When you are divorcing in Nebraska, there are rules and statutes that need to be adhered to. These are delineated in the state of Nebraska’s laws. Being aware of these laws in full can help, but knowing the broad view can also be enough to get you started on getting a divorce that is fairly smooth.
Before you can even file for divorce, you or your soon-to-be ex-spouse must have been a resident of the state of Nebraska for at least 12 months or one full year.
Nebraska is thought of as a “no-fault” divorce state. Being no-fault, you have to prove that you and your spouse are living in the state of Nebraska when the divorce is filed or that the person who is filing has lived there for a year. It may seem simple to do, but proving that you are a resident of this state requires documentation.
The reasons for getting a divorce that is at-fault based is most likely because there are child custody issues that come up. The other reason for an at-fault divorce may be because there are asset and property division questions. These may be brought up by either party by proving that your spouse was at-fault. This may help you in getting a settlement of the property. Alimony or spousal support is another reason for filing an at-fault divorce.
Nebraska is considered an “equitable property division” state. This means that the income you have and will earn during and after your marriage is yours. The same holds true for your spouse. This may need to be sworn to and you may be asked to submit paperwork that verifies your statement. The more concise the information you submit to the judge, the better you will be able to show your case is valid. However, just because you own property doesn’t make it all yours, though. The judge may divide any property as he or she sees fit.
The state of Nebraska does its utmost to put the best interests of the child before the desires of the parents. The court generally promotes the fact that the child needs to have a relationship with one’s mom and dad after the divorce.
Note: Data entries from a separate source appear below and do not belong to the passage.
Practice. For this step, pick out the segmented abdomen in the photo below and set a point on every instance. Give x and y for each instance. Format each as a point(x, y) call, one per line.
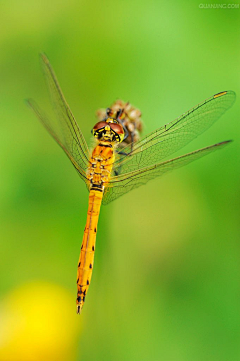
point(86, 259)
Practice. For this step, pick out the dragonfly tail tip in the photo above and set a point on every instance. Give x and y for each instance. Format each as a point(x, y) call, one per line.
point(79, 308)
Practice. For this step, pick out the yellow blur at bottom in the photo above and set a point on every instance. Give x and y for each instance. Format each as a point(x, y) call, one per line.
point(38, 323)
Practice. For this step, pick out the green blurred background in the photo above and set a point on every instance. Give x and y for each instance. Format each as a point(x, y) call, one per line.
point(167, 266)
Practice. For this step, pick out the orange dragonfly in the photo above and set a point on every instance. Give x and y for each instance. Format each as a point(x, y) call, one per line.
point(110, 171)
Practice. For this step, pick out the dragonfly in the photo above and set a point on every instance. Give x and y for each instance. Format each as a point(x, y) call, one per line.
point(110, 171)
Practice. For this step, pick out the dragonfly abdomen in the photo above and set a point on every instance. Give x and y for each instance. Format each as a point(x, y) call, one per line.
point(98, 175)
point(86, 259)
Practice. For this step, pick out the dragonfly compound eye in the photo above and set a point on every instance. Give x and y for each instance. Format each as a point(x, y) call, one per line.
point(118, 130)
point(98, 128)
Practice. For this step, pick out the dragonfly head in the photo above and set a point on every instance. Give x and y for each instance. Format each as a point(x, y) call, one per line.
point(109, 130)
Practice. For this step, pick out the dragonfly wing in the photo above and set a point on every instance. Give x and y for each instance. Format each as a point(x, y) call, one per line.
point(71, 153)
point(173, 136)
point(63, 127)
point(122, 184)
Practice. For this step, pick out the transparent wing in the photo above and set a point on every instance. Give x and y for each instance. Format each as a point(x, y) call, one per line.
point(63, 127)
point(123, 184)
point(173, 136)
point(71, 154)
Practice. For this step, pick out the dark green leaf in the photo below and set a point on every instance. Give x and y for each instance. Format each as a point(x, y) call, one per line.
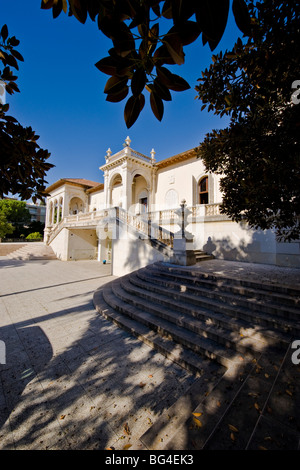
point(117, 97)
point(241, 15)
point(138, 81)
point(132, 109)
point(167, 10)
point(212, 17)
point(47, 4)
point(107, 65)
point(172, 81)
point(79, 10)
point(162, 56)
point(161, 90)
point(115, 85)
point(17, 55)
point(4, 32)
point(174, 46)
point(157, 105)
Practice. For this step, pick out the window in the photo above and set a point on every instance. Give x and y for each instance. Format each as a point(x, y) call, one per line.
point(203, 190)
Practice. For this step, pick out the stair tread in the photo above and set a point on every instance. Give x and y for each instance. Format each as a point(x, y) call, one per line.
point(201, 344)
point(195, 275)
point(172, 350)
point(247, 338)
point(217, 307)
point(223, 283)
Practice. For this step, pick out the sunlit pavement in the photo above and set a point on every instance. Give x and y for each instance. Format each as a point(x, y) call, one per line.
point(73, 380)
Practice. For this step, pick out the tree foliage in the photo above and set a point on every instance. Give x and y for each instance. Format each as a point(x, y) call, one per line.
point(259, 153)
point(142, 49)
point(15, 212)
point(23, 164)
point(5, 227)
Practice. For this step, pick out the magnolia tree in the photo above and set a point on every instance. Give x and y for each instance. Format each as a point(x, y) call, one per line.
point(257, 84)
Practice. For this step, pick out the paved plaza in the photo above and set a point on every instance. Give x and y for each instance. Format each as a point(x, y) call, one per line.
point(73, 380)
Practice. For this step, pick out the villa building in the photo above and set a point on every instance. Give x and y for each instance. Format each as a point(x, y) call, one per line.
point(148, 210)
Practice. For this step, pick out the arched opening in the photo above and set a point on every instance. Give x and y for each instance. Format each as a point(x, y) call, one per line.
point(60, 209)
point(203, 190)
point(140, 196)
point(116, 191)
point(50, 216)
point(76, 205)
point(171, 199)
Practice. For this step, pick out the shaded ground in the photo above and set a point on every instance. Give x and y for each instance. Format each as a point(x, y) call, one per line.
point(73, 380)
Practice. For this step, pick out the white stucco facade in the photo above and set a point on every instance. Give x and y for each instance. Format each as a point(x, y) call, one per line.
point(148, 196)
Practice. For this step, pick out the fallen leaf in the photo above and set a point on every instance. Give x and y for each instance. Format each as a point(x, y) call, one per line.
point(197, 422)
point(126, 429)
point(233, 428)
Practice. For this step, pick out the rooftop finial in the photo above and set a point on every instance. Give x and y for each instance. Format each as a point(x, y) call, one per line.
point(127, 141)
point(108, 154)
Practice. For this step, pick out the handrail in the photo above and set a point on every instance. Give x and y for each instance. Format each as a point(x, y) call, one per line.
point(146, 227)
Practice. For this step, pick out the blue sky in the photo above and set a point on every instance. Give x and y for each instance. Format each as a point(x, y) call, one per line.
point(62, 95)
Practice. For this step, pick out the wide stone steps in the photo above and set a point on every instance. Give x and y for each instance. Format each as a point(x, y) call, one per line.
point(283, 294)
point(105, 302)
point(236, 412)
point(267, 309)
point(235, 335)
point(187, 318)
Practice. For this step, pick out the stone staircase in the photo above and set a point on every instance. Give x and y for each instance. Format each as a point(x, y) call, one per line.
point(234, 335)
point(33, 251)
point(202, 256)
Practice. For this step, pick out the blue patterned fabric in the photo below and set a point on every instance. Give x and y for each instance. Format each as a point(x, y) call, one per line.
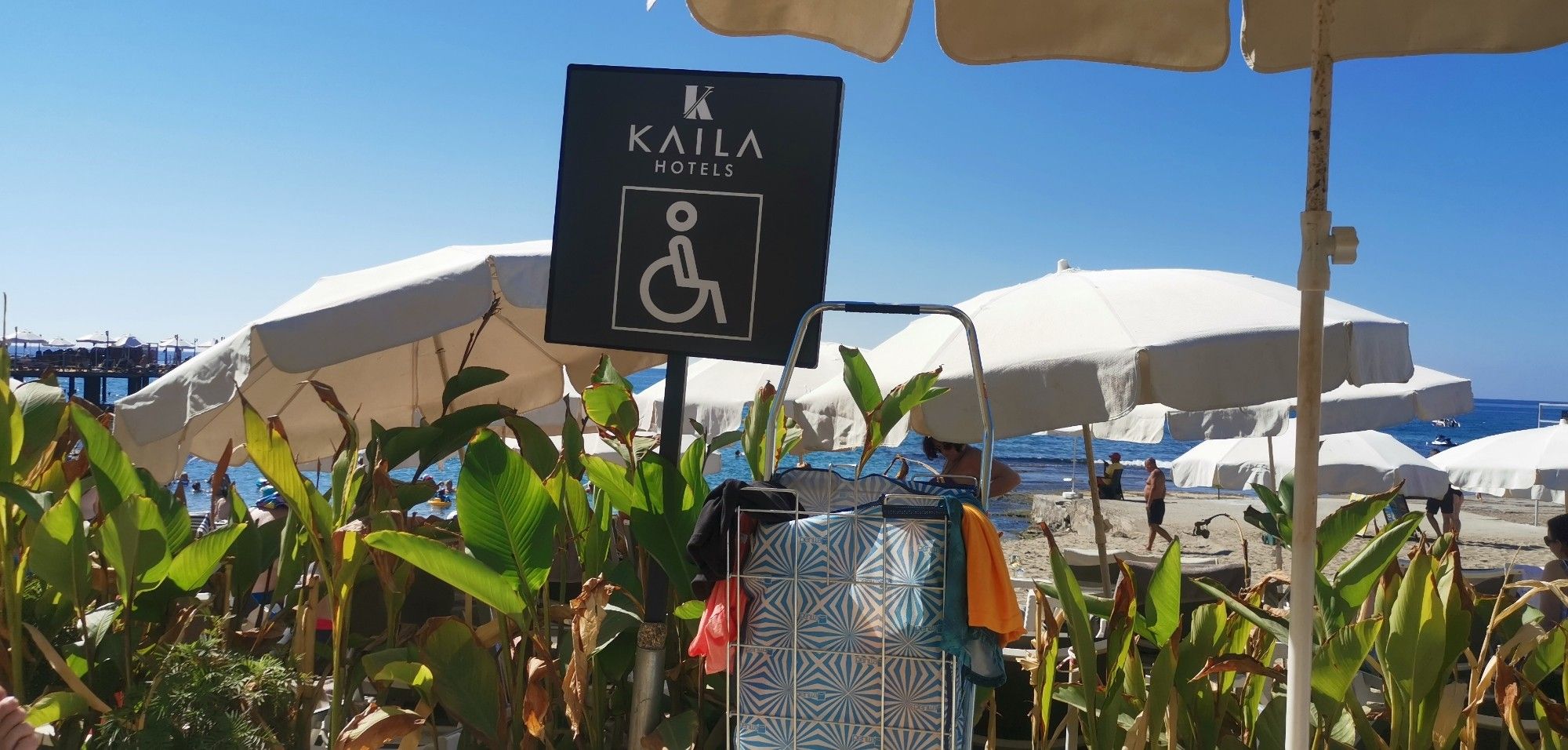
point(843, 646)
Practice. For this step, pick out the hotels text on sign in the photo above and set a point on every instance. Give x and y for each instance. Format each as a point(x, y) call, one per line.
point(692, 211)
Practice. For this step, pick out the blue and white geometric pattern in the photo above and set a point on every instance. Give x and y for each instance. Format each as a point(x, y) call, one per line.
point(843, 639)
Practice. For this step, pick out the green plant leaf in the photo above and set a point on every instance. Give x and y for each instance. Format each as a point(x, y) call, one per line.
point(584, 523)
point(1338, 660)
point(470, 380)
point(136, 547)
point(1080, 630)
point(117, 478)
point(43, 407)
point(60, 553)
point(197, 564)
point(667, 523)
point(459, 429)
point(614, 482)
point(31, 503)
point(678, 732)
point(507, 517)
point(1274, 627)
point(56, 707)
point(1163, 602)
point(1343, 525)
point(410, 674)
point(860, 380)
point(12, 424)
point(462, 572)
point(466, 680)
point(612, 407)
point(1356, 580)
point(255, 553)
point(537, 448)
point(272, 456)
point(691, 610)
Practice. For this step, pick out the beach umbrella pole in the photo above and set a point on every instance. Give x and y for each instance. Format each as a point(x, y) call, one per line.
point(1094, 501)
point(1321, 246)
point(648, 677)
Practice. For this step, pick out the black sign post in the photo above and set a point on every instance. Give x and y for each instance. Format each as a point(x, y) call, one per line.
point(692, 217)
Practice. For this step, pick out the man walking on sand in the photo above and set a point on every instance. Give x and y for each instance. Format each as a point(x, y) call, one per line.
point(1155, 503)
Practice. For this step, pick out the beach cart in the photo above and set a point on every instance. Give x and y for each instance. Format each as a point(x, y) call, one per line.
point(848, 639)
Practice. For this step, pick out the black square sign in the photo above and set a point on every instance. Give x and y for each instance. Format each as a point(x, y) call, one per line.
point(692, 211)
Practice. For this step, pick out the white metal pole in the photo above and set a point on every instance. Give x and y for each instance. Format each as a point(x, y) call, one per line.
point(1313, 282)
point(1100, 520)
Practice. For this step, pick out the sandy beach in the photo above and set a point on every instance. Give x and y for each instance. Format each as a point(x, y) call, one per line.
point(1495, 533)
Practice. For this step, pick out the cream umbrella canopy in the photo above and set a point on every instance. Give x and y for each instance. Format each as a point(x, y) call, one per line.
point(1357, 462)
point(720, 390)
point(1194, 35)
point(385, 338)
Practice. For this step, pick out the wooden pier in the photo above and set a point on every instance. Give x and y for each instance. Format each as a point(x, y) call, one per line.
point(89, 373)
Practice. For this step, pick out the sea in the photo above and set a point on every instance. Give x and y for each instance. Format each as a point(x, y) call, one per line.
point(1047, 464)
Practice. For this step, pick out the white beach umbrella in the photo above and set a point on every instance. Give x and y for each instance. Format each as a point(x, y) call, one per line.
point(24, 338)
point(1522, 462)
point(1429, 395)
point(1360, 462)
point(1086, 348)
point(385, 338)
point(719, 390)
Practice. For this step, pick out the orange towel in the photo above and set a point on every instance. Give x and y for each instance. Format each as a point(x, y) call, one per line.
point(992, 600)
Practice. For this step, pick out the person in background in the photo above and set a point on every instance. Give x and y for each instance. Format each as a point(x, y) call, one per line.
point(1108, 481)
point(1446, 508)
point(1556, 570)
point(1155, 503)
point(964, 461)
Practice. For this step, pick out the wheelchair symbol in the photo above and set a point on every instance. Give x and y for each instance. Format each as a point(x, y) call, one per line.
point(683, 264)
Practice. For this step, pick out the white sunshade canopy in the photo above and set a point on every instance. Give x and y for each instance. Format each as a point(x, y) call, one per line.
point(1362, 462)
point(720, 390)
point(1429, 395)
point(1517, 464)
point(24, 337)
point(1078, 348)
point(385, 338)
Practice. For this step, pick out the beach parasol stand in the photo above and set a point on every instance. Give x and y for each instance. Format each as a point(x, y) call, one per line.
point(385, 338)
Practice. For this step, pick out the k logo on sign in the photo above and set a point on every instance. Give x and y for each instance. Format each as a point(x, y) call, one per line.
point(697, 103)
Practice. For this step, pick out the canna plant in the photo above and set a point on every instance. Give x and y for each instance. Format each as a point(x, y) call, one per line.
point(882, 413)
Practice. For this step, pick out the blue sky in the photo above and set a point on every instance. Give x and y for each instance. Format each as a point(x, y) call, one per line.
point(183, 169)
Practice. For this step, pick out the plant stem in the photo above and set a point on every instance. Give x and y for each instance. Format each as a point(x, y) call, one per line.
point(13, 610)
point(341, 597)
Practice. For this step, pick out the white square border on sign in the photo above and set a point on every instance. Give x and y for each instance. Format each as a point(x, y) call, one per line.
point(620, 238)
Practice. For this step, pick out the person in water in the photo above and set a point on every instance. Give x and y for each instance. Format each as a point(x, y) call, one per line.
point(1558, 569)
point(1108, 478)
point(1155, 503)
point(964, 461)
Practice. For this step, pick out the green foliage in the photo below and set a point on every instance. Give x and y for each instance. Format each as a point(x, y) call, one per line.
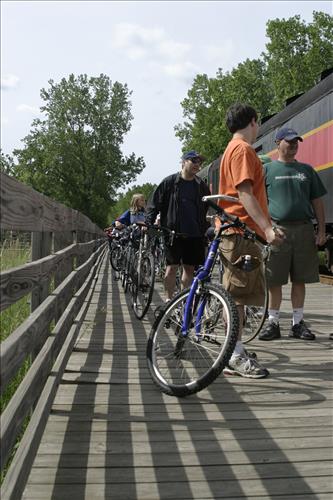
point(6, 163)
point(296, 54)
point(124, 201)
point(74, 154)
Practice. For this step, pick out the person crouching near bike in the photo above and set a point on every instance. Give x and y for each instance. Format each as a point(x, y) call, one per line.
point(242, 176)
point(178, 198)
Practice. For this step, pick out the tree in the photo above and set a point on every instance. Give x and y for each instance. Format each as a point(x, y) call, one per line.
point(6, 163)
point(74, 154)
point(205, 107)
point(296, 55)
point(124, 200)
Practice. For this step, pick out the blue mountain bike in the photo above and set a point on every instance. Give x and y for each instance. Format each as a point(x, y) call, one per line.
point(193, 337)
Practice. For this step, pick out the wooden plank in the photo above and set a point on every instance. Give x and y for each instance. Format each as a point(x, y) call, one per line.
point(219, 488)
point(94, 475)
point(175, 459)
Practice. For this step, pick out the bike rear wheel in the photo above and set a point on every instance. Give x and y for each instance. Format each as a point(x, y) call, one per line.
point(115, 258)
point(183, 365)
point(254, 318)
point(143, 286)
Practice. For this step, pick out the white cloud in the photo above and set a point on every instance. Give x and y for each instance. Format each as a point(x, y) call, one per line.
point(26, 108)
point(152, 44)
point(183, 71)
point(9, 81)
point(220, 54)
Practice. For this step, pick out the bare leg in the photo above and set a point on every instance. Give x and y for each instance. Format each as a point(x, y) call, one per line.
point(170, 280)
point(297, 295)
point(275, 297)
point(187, 275)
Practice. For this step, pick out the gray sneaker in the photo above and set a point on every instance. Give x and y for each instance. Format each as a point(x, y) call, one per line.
point(245, 367)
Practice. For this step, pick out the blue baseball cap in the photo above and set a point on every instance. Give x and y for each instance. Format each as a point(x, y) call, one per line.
point(288, 134)
point(192, 154)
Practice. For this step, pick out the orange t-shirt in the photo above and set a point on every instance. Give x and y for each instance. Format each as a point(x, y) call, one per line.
point(238, 164)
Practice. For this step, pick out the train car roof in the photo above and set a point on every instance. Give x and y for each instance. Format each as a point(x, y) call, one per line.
point(301, 102)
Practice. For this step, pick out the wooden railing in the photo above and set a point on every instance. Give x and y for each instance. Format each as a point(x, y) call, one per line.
point(67, 250)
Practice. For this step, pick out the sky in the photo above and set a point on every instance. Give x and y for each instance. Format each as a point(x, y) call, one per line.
point(155, 47)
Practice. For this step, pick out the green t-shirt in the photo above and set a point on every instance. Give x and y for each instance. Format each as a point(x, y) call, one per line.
point(290, 188)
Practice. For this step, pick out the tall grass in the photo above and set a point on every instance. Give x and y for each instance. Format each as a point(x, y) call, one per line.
point(14, 253)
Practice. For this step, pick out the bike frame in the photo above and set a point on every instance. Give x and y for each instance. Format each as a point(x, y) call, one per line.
point(203, 274)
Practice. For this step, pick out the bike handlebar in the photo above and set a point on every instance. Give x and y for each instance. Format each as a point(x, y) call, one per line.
point(236, 222)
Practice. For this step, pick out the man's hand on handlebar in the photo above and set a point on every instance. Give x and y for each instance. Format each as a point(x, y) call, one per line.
point(274, 235)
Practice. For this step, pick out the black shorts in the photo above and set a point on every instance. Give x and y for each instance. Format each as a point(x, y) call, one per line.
point(189, 251)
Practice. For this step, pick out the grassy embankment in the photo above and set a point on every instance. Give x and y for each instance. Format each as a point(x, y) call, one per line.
point(13, 254)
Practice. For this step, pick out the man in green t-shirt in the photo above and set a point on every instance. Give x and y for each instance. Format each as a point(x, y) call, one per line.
point(294, 192)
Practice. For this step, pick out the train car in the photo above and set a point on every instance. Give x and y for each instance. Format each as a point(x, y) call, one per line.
point(311, 115)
The judge may decide that a joint custody arrangement will be the best for the child. Often, the court will question both parents and also speak with the children regarding what they want, too.
The question of child support in Nebraska may arise. The standard of living that the child has become accustomed to in the past will be taken into consideration in this instance, as will the income both parents bring in. Both adults involved are required by law to support the child financially and the child should not be made to suffer because of the demise of the union. The judge will examine and research how much time you spend with your child.
Nebraska law is fairly straightforward, however getting a detailed view takes a lot of time. You may want to contact an attorney who can help you get that inner view.